Re: Deleting uncompressed Info/Doc files at upgrades
Hi,
>>"Peter" == Peter S Galbraith <GalbraithP@dfo-mpo.gc.ca> writes:
Peter> So, at least Craig Sanders and Santiago Vila are so engrained
Peter> into Debian that they now think the original usable file is
Peter> the gzip'ed one, not the author's original text. I disagree.
Count me in with Criag and Santiago. dpkg should never, ever,
think it is smarter than the user. It has control over certain files
on my disk; it should never touch anything else not in its
jurisdiction.
There is no reason ever to uncompress a file (lesspipe and
lessopen make it unnecessary). When I uncomress a file, it is done
for a reason, and dpkg had bloody well leave it alone.

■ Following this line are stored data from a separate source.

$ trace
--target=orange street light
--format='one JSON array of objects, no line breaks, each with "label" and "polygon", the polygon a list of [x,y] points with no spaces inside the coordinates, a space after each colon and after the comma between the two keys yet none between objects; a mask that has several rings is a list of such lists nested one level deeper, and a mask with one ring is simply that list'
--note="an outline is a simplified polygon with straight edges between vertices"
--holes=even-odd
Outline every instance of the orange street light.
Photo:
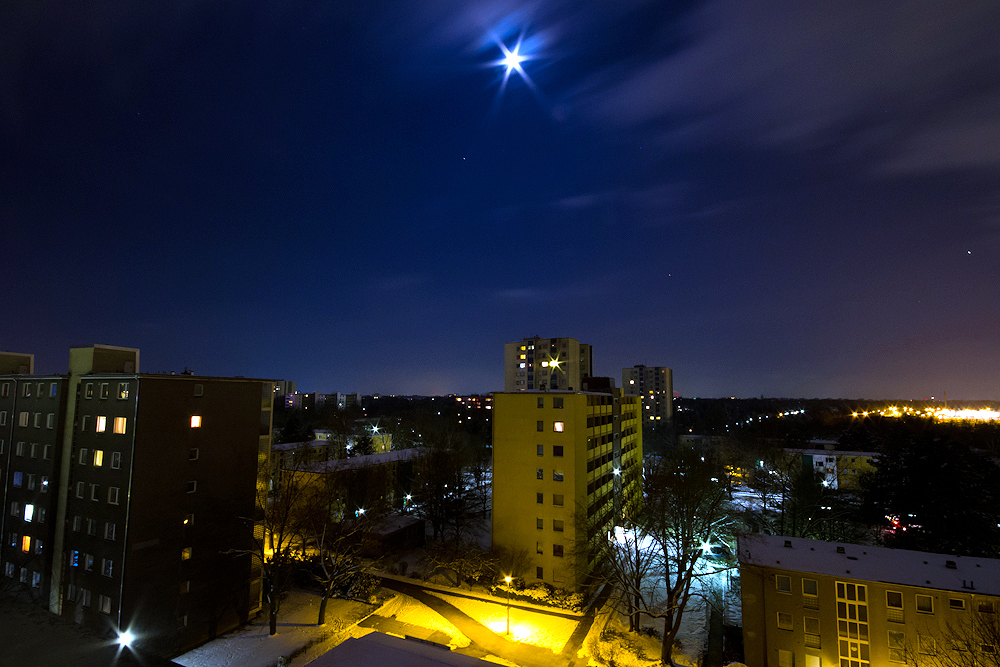
[{"label": "orange street light", "polygon": [[511,576],[508,574],[503,578],[507,582],[507,634],[510,635],[510,582],[512,581]]}]

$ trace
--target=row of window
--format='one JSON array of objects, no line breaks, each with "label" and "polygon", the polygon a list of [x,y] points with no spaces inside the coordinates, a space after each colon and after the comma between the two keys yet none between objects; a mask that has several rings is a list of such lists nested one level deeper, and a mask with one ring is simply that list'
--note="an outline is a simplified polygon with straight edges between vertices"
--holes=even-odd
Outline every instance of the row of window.
[{"label": "row of window", "polygon": [[[30,425],[35,428],[42,428],[42,417],[45,416],[45,428],[55,428],[56,427],[56,413],[49,412],[48,414],[44,412],[28,412],[27,410],[22,410],[17,414],[17,425],[22,428],[27,428]],[[0,410],[0,426],[7,425],[7,411]]]},{"label": "row of window", "polygon": [[[118,435],[123,435],[126,428],[128,427],[128,419],[126,417],[112,417],[112,432]],[[90,430],[90,415],[83,415],[80,418],[80,430],[89,431]],[[108,418],[105,415],[95,415],[94,416],[94,432],[104,433],[108,430]]]},{"label": "row of window", "polygon": [[[108,398],[111,395],[111,383],[110,382],[101,382],[98,385],[98,392],[99,392],[99,395],[100,395],[101,398]],[[128,394],[129,394],[129,383],[128,382],[119,382],[118,383],[118,400],[120,400],[120,401],[127,400],[128,399]],[[84,398],[93,398],[94,397],[94,383],[93,382],[88,382],[86,385],[84,385],[83,397]]]},{"label": "row of window", "polygon": [[[11,579],[17,574],[17,567],[13,563],[4,564],[4,574],[6,574]],[[28,568],[22,567],[20,572],[20,581],[22,584],[28,583]],[[31,572],[31,587],[41,588],[42,586],[42,573],[41,572]]]},{"label": "row of window", "polygon": [[[545,545],[543,545],[541,542],[535,542],[535,553],[544,554],[545,553]],[[552,545],[552,555],[553,556],[556,556],[558,558],[562,558],[563,557],[563,553],[564,553],[563,545],[561,545],[561,544],[553,544]]]},{"label": "row of window", "polygon": [[[76,483],[76,497],[77,498],[86,498],[87,497],[87,486],[88,486],[88,484],[86,482],[77,482]],[[100,496],[100,489],[101,489],[100,485],[99,484],[90,484],[89,486],[90,486],[90,499],[93,500],[94,502],[98,502],[100,500],[100,497],[99,497]],[[117,486],[109,486],[108,487],[108,504],[109,505],[117,505],[118,504],[118,497],[120,495],[119,492],[120,492],[120,489]]]},{"label": "row of window", "polygon": [[22,513],[20,502],[14,500],[10,503],[10,515],[16,516],[18,519],[22,519],[28,523],[45,523],[45,513],[46,509],[41,505],[36,507],[32,503],[25,503]]},{"label": "row of window", "polygon": [[[35,396],[38,398],[44,398],[45,385],[46,385],[45,382],[38,382],[37,384],[32,382],[24,382],[21,384],[21,396],[23,396],[24,398],[31,398],[32,388],[34,388]],[[49,398],[55,398],[56,396],[58,396],[59,383],[50,382],[48,383],[48,385],[49,385]],[[10,382],[4,382],[2,385],[0,385],[0,396],[4,398],[10,396]]]},{"label": "row of window", "polygon": [[[538,420],[538,424],[536,425],[536,429],[539,432],[544,431],[545,430],[545,422],[542,421],[541,419],[539,419]],[[566,422],[552,422],[552,431],[554,433],[562,433],[564,430],[566,430]]]},{"label": "row of window", "polygon": [[20,549],[26,554],[30,554],[32,550],[34,550],[36,554],[41,555],[45,548],[42,540],[33,538],[31,535],[18,535],[17,533],[11,533],[8,537],[7,543],[13,548]]},{"label": "row of window", "polygon": [[[91,519],[89,517],[84,518],[79,514],[73,517],[73,532],[79,533],[84,529],[86,525],[87,535],[91,537],[97,537],[97,526],[100,522],[97,519]],[[104,523],[104,539],[114,542],[118,535],[118,524],[112,521],[106,521]]]},{"label": "row of window", "polygon": [[[535,478],[536,479],[545,479],[545,470],[543,468],[535,468]],[[561,481],[563,481],[563,473],[562,473],[561,470],[553,470],[552,471],[552,481],[553,482],[561,482]]]},{"label": "row of window", "polygon": [[[774,578],[775,588],[779,593],[790,595],[792,593],[792,579],[787,575],[776,575]],[[846,589],[844,594],[846,595]],[[806,598],[815,598],[819,595],[819,584],[815,579],[802,579],[802,595]],[[862,600],[864,601],[864,600]],[[897,623],[903,622],[903,593],[900,591],[885,592],[885,606],[888,609],[888,620]],[[965,600],[962,598],[950,598],[948,606],[956,611],[964,611]],[[921,614],[934,613],[934,596],[921,593],[914,594],[914,609]],[[989,601],[979,602],[979,611],[993,613],[994,605]]]},{"label": "row of window", "polygon": [[[545,529],[545,519],[535,519],[535,528],[538,530]],[[552,530],[557,533],[563,532],[563,522],[559,519],[552,519]]]},{"label": "row of window", "polygon": [[[562,507],[564,500],[565,500],[565,496],[563,494],[561,494],[561,493],[553,493],[552,494],[552,504],[555,505],[556,507]],[[535,494],[535,502],[538,503],[539,505],[544,505],[545,504],[545,494],[544,493],[536,493]]]},{"label": "row of window", "polygon": [[[538,454],[538,456],[545,456],[545,445],[535,445],[535,452]],[[563,455],[563,446],[553,445],[552,456],[562,456],[562,455]]]},{"label": "row of window", "polygon": [[[94,562],[96,559],[92,554],[84,553],[77,549],[70,552],[69,565],[70,567],[78,567],[84,572],[94,571]],[[115,574],[115,561],[111,558],[101,559],[101,574],[105,577],[113,577]]]},{"label": "row of window", "polygon": [[[74,584],[66,587],[66,599],[70,602],[79,602],[82,607],[89,607],[91,601],[90,590],[77,588]],[[97,596],[97,607],[104,614],[111,613],[111,598],[107,595]]]},{"label": "row of window", "polygon": [[[94,449],[90,450],[86,447],[81,447],[76,454],[76,461],[82,466],[92,465],[95,468],[104,467],[104,450]],[[111,468],[113,470],[118,470],[122,467],[122,453],[121,452],[111,452]]]},{"label": "row of window", "polygon": [[16,489],[21,487],[27,487],[28,491],[34,491],[36,488],[41,488],[42,493],[48,493],[49,490],[49,476],[48,475],[38,475],[39,482],[35,483],[36,475],[34,473],[23,473],[19,470],[14,471],[11,475],[11,484]]},{"label": "row of window", "polygon": [[[0,454],[4,453],[5,444],[4,440],[0,440]],[[42,460],[48,461],[52,458],[52,445],[39,445],[37,442],[32,442],[29,445],[22,441],[14,446],[16,456],[28,455],[30,458],[37,459],[39,452],[42,454]]]}]

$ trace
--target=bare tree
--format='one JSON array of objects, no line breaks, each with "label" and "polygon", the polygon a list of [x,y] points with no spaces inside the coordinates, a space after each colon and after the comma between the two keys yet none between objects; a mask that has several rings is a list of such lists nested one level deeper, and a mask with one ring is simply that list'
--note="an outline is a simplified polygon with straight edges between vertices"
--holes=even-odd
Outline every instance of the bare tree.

Peter> - A new user won't know about special setups needed for emacs, less and
Peter> other program.
This should be fixed. The default lessopen script does indeed
set it up so.
Peter> - A new user may need the docs on a crippled system, or on a
Peter> system with only the base system installed.

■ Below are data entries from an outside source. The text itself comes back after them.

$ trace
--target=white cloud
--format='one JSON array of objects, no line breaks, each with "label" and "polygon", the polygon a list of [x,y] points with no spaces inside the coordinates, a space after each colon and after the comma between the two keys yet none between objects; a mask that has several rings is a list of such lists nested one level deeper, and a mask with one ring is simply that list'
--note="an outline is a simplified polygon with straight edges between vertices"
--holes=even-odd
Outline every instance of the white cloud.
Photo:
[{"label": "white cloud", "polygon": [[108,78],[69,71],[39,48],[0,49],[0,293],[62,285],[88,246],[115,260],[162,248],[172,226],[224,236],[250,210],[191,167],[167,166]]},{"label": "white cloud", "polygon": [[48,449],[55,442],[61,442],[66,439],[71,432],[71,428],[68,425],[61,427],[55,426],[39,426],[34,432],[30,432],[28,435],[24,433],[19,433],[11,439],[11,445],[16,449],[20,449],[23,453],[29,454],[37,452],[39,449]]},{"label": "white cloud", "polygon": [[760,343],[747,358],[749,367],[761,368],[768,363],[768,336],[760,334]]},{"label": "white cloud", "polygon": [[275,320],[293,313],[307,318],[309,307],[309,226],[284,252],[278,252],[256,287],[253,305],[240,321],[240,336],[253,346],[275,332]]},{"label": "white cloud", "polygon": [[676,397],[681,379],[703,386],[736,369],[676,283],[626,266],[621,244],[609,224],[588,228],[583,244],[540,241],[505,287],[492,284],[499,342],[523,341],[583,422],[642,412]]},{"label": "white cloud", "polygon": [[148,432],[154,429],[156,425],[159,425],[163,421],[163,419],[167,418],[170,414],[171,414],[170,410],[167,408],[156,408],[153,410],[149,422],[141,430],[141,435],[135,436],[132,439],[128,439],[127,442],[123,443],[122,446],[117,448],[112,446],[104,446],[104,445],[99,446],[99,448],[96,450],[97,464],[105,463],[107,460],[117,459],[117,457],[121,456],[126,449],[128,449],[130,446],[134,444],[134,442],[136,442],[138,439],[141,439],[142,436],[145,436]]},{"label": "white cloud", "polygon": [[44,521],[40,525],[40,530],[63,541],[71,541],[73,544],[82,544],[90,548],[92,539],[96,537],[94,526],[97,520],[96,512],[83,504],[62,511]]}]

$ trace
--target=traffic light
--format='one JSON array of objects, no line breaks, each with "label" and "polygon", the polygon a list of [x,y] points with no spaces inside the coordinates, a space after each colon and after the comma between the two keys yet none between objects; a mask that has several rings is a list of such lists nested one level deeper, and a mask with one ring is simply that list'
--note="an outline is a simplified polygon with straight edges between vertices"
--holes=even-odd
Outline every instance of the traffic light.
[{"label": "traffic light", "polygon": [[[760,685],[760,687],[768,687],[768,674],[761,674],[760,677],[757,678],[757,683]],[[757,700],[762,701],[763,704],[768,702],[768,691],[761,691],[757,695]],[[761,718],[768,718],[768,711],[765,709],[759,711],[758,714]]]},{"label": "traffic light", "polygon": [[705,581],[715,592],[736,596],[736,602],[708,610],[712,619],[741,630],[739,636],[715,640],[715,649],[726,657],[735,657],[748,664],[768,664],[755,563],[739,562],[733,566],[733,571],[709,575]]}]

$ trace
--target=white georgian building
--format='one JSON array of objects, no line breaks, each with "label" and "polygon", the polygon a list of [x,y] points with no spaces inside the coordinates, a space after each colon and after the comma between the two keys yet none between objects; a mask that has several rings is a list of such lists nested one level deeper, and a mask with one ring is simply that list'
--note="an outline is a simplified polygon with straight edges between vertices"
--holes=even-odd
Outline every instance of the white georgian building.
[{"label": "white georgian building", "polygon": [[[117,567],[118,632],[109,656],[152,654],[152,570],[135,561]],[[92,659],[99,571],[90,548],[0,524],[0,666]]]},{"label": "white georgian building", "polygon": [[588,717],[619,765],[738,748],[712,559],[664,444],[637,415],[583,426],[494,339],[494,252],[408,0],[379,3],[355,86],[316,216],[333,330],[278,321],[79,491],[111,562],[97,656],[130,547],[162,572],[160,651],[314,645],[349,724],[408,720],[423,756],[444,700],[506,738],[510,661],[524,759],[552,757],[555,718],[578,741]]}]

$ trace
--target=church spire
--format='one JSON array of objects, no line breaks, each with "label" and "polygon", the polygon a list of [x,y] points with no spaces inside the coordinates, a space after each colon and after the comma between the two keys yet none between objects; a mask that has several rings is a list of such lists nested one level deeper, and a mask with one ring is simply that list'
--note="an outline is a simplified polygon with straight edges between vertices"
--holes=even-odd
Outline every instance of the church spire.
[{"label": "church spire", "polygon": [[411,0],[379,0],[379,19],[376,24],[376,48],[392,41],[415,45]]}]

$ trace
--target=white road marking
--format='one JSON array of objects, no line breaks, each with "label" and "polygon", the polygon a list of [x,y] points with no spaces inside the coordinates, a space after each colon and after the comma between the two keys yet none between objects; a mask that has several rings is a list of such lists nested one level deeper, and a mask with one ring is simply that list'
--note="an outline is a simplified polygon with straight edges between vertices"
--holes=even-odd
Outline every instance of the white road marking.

The base system has gunzip et al.
Peter> - If you are using some docs often on a 486, you end up
Peter> uncompressing them because it's too slow otherwise.
In your particular case. Older machines also tend to be tight
on disk space, and my 486 is still fast enough to use gunzip on the
fly.
Peter> I'm not arguing that dpkg should handle .aux files files
Peter> behind after someone has latex'ed docs. I'm arguing that the
Peter> `intent' of packaging a compressed file is to have the
Peter> uncompressed original available on the system. Debian
Peter> upgrades should therefore acknowledge the possibility that
Peter> files have been decompressed.
I disagree quite strongly. If the intent was to have
uncompressed originals on the system we would have shipped them as
such.
manoj
--
"Bush has it backwards -- abortion is surgical; bombing is murder."